"Short of building an ark or two, this sensible, readable handbook offers the best prospects for collective investment in an uncertain future." --Carol Van Strum, Department of the Planet Earth
"As the world passes through Peak Oil and society begins to Powerdown and Relocalize, this book will be of tremendous assistance to citizens and communities. Greg Pahl succinctly outlines why we need to use much less energy and then gives options and examples of how renewable energy can be produced locally. This handbook should be on the work-desk of anyone planning for a Post Carbon world." --Julian Darley, founder and director Post Carbon Institute
"The Citizen-Powered Energy Handbook should be in the hands of every community activist across North America. It promises to be the catalyst that finally moves community ownership to the forefront of renewable energy development.--Paul Gipe, author of Wind Power: Renewable Energy for Home, Farm, and Business
"Greg Pahl's Citizen-Powered Energy Handbook is a lucid, easy-to-read guide to what citizens of the planet can do about our energy dilemmas."--Dan Berman, author of Who Owns the Sun?

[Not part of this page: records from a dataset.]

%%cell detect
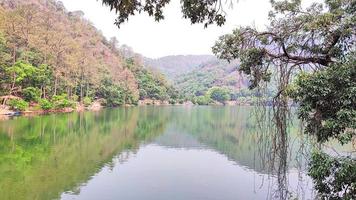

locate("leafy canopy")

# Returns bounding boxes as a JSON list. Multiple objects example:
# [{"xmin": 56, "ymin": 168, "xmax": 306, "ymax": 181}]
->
[
  {"xmin": 102, "ymin": 0, "xmax": 236, "ymax": 27},
  {"xmin": 213, "ymin": 0, "xmax": 356, "ymax": 87}
]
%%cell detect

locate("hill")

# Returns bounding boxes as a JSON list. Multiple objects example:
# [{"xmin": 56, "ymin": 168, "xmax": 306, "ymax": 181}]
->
[
  {"xmin": 144, "ymin": 55, "xmax": 217, "ymax": 81},
  {"xmin": 175, "ymin": 60, "xmax": 249, "ymax": 97},
  {"xmin": 0, "ymin": 0, "xmax": 179, "ymax": 109}
]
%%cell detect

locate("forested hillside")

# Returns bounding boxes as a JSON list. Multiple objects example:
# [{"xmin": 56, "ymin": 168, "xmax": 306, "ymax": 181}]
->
[
  {"xmin": 176, "ymin": 60, "xmax": 248, "ymax": 96},
  {"xmin": 0, "ymin": 0, "xmax": 178, "ymax": 110},
  {"xmin": 144, "ymin": 55, "xmax": 217, "ymax": 81}
]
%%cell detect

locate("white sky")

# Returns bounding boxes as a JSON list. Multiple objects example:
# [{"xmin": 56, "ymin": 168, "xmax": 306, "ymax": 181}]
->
[{"xmin": 61, "ymin": 0, "xmax": 318, "ymax": 58}]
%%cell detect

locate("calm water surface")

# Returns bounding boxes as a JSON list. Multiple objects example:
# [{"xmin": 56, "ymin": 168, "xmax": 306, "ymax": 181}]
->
[{"xmin": 0, "ymin": 107, "xmax": 314, "ymax": 200}]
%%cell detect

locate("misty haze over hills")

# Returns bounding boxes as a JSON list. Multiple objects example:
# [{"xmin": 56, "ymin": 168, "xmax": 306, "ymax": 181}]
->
[{"xmin": 144, "ymin": 55, "xmax": 218, "ymax": 81}]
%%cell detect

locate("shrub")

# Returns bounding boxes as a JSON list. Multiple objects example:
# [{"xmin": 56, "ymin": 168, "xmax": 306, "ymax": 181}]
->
[
  {"xmin": 22, "ymin": 87, "xmax": 41, "ymax": 102},
  {"xmin": 83, "ymin": 97, "xmax": 92, "ymax": 107},
  {"xmin": 195, "ymin": 96, "xmax": 210, "ymax": 105},
  {"xmin": 9, "ymin": 99, "xmax": 29, "ymax": 111},
  {"xmin": 39, "ymin": 99, "xmax": 53, "ymax": 110},
  {"xmin": 208, "ymin": 87, "xmax": 231, "ymax": 103},
  {"xmin": 52, "ymin": 94, "xmax": 74, "ymax": 109},
  {"xmin": 169, "ymin": 99, "xmax": 177, "ymax": 105}
]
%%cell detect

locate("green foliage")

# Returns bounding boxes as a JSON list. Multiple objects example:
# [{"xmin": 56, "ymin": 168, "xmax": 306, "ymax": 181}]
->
[
  {"xmin": 133, "ymin": 63, "xmax": 175, "ymax": 101},
  {"xmin": 52, "ymin": 94, "xmax": 74, "ymax": 109},
  {"xmin": 83, "ymin": 97, "xmax": 92, "ymax": 107},
  {"xmin": 102, "ymin": 0, "xmax": 226, "ymax": 27},
  {"xmin": 194, "ymin": 96, "xmax": 211, "ymax": 105},
  {"xmin": 8, "ymin": 99, "xmax": 29, "ymax": 111},
  {"xmin": 39, "ymin": 99, "xmax": 54, "ymax": 110},
  {"xmin": 207, "ymin": 87, "xmax": 231, "ymax": 103},
  {"xmin": 309, "ymin": 152, "xmax": 356, "ymax": 200},
  {"xmin": 98, "ymin": 79, "xmax": 125, "ymax": 107},
  {"xmin": 22, "ymin": 87, "xmax": 41, "ymax": 102},
  {"xmin": 6, "ymin": 61, "xmax": 37, "ymax": 84},
  {"xmin": 291, "ymin": 56, "xmax": 356, "ymax": 144}
]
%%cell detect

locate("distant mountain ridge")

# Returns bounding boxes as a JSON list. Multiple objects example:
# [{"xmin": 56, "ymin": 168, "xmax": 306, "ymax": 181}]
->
[
  {"xmin": 144, "ymin": 55, "xmax": 218, "ymax": 81},
  {"xmin": 144, "ymin": 55, "xmax": 249, "ymax": 96}
]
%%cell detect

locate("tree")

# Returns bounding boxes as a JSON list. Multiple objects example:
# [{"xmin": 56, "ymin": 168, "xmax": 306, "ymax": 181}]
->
[
  {"xmin": 213, "ymin": 0, "xmax": 356, "ymax": 199},
  {"xmin": 102, "ymin": 0, "xmax": 233, "ymax": 27},
  {"xmin": 207, "ymin": 87, "xmax": 231, "ymax": 103}
]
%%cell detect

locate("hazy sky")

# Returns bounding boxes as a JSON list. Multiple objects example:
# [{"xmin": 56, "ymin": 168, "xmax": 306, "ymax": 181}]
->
[{"xmin": 62, "ymin": 0, "xmax": 318, "ymax": 58}]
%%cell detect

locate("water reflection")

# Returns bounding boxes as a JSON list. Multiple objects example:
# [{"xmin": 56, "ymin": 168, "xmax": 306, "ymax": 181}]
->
[{"xmin": 0, "ymin": 107, "xmax": 312, "ymax": 200}]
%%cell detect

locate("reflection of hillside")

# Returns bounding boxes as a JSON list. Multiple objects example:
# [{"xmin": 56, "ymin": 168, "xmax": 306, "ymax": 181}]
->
[
  {"xmin": 168, "ymin": 107, "xmax": 305, "ymax": 174},
  {"xmin": 155, "ymin": 126, "xmax": 204, "ymax": 149},
  {"xmin": 0, "ymin": 108, "xmax": 167, "ymax": 200}
]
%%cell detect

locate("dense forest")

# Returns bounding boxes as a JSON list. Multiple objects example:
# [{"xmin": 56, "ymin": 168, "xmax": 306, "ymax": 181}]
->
[{"xmin": 0, "ymin": 0, "xmax": 178, "ymax": 110}]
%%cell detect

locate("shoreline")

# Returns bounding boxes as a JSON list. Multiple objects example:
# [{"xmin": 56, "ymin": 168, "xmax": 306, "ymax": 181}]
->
[{"xmin": 0, "ymin": 100, "xmax": 270, "ymax": 120}]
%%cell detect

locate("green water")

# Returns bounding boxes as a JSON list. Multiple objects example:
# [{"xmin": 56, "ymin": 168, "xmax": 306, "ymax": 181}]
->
[{"xmin": 0, "ymin": 106, "xmax": 314, "ymax": 200}]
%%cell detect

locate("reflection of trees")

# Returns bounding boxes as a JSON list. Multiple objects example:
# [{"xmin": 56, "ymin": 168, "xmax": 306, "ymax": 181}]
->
[
  {"xmin": 0, "ymin": 108, "xmax": 167, "ymax": 200},
  {"xmin": 172, "ymin": 107, "xmax": 308, "ymax": 199}
]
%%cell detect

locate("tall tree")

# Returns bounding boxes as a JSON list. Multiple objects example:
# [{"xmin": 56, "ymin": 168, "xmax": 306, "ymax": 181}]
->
[{"xmin": 102, "ymin": 0, "xmax": 233, "ymax": 27}]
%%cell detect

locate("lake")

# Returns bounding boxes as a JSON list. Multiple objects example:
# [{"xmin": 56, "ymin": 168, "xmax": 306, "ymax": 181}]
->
[{"xmin": 0, "ymin": 106, "xmax": 314, "ymax": 200}]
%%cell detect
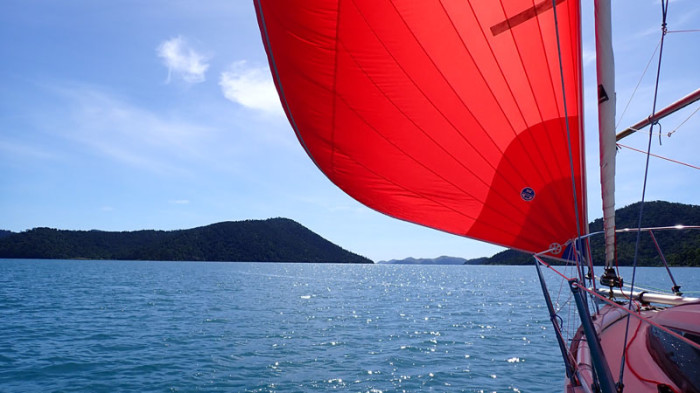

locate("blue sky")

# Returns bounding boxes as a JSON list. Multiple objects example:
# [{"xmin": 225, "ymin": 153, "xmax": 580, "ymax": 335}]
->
[{"xmin": 0, "ymin": 0, "xmax": 700, "ymax": 261}]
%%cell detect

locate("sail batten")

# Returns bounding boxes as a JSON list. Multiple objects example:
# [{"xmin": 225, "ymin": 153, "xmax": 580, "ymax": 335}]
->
[{"xmin": 255, "ymin": 0, "xmax": 585, "ymax": 252}]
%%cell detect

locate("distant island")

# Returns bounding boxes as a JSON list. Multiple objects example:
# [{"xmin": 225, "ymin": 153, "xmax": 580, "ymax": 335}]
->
[
  {"xmin": 388, "ymin": 201, "xmax": 700, "ymax": 266},
  {"xmin": 0, "ymin": 218, "xmax": 372, "ymax": 263},
  {"xmin": 0, "ymin": 201, "xmax": 700, "ymax": 266}
]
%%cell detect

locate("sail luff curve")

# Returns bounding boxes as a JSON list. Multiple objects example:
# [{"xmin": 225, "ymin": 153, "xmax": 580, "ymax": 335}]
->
[{"xmin": 255, "ymin": 0, "xmax": 586, "ymax": 254}]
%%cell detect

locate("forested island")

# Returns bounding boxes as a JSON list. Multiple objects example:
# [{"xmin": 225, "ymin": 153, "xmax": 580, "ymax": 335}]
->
[
  {"xmin": 0, "ymin": 201, "xmax": 700, "ymax": 266},
  {"xmin": 480, "ymin": 201, "xmax": 700, "ymax": 266},
  {"xmin": 0, "ymin": 218, "xmax": 372, "ymax": 263}
]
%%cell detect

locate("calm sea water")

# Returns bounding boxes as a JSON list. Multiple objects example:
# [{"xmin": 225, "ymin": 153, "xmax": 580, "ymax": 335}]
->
[{"xmin": 0, "ymin": 260, "xmax": 700, "ymax": 392}]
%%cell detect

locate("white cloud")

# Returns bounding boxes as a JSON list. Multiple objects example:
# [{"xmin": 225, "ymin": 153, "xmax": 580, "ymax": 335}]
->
[
  {"xmin": 156, "ymin": 36, "xmax": 209, "ymax": 83},
  {"xmin": 219, "ymin": 61, "xmax": 283, "ymax": 115},
  {"xmin": 46, "ymin": 87, "xmax": 214, "ymax": 175}
]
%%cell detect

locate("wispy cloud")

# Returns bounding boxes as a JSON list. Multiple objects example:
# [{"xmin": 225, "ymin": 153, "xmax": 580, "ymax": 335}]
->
[
  {"xmin": 46, "ymin": 87, "xmax": 213, "ymax": 174},
  {"xmin": 219, "ymin": 61, "xmax": 283, "ymax": 115},
  {"xmin": 156, "ymin": 36, "xmax": 209, "ymax": 83}
]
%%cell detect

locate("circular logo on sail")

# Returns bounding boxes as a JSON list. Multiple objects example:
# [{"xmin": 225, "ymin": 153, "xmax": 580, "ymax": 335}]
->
[{"xmin": 520, "ymin": 187, "xmax": 535, "ymax": 202}]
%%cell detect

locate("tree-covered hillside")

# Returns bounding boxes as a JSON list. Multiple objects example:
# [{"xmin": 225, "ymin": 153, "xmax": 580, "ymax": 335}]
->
[
  {"xmin": 0, "ymin": 218, "xmax": 372, "ymax": 263},
  {"xmin": 485, "ymin": 201, "xmax": 700, "ymax": 266}
]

"If you have read enough already about our problems and are motivated to get to work, this book is for you. It goes far beyond being a primer on renewable energy technologies. By placing renewable energy into a broad social context, it will help citizens work cooperatively with governments and businesses to create community-scaled solutions. I wish I'd had this book years ago."--Dr. Jason Bradford, Willits Economic LocaLization
"As oil reserves dwindle and global warming accelerates, a rapid switch to renewable energy is imperative. The question is whether it will lead us into a solar-powered corporate dictatorship, or a decentralized mix of autonomous and geographically appropriate energy sources. Greg Pahl's Citizen-Powered Energy Handbook provides an inspiring vision and a wonderfully specific blueprint for beginning to save both the planet and our other greatest natural resource--our own shredded sense of community."--Ross Gelbspan, author of Boiling Point and The Heat Is On
Solar roof panels, backyard wind turbines and biofuel stills: in this how-to vision of a future without hydrocarbon fuels, small really is beautiful. Faced with the paired (and frightfully imminent) dangers of global warming and the point at which half the total recoverable oil on Earth has been extracted and production begins to decline, Pahl champions a spectrum of alternative energy sources. Separate chapters on water, geothermal and biomass (firewood and plant matter) energies in addition to solar, wind and biofuel (the distillate of corn, soy and other crops) sources are both practical and inspirational. First comes technical information; then Pahl reports on community and cooperative alternative-energy successes. In Asheville, N.C., 24 clustered townhouses use solar panels for heat and hot water. Toronto powers 250 homes with a cooperative-owned lakeshore wind turbine. Micro-hydro projects (100 kilowatts or less) power small businesses and homes in Nepal, Pakistan and off-the-grid American communities. A short-run train in Sweden—a nation committed to achieving an oil-free economy by 2020—runs on biogas generated by fermenting cow guts; it gets about two-and-a-half miles per cow—proof, as this readable book illustrates, that ingenuity and small-bore efforts are one way to deal with an energy crisis.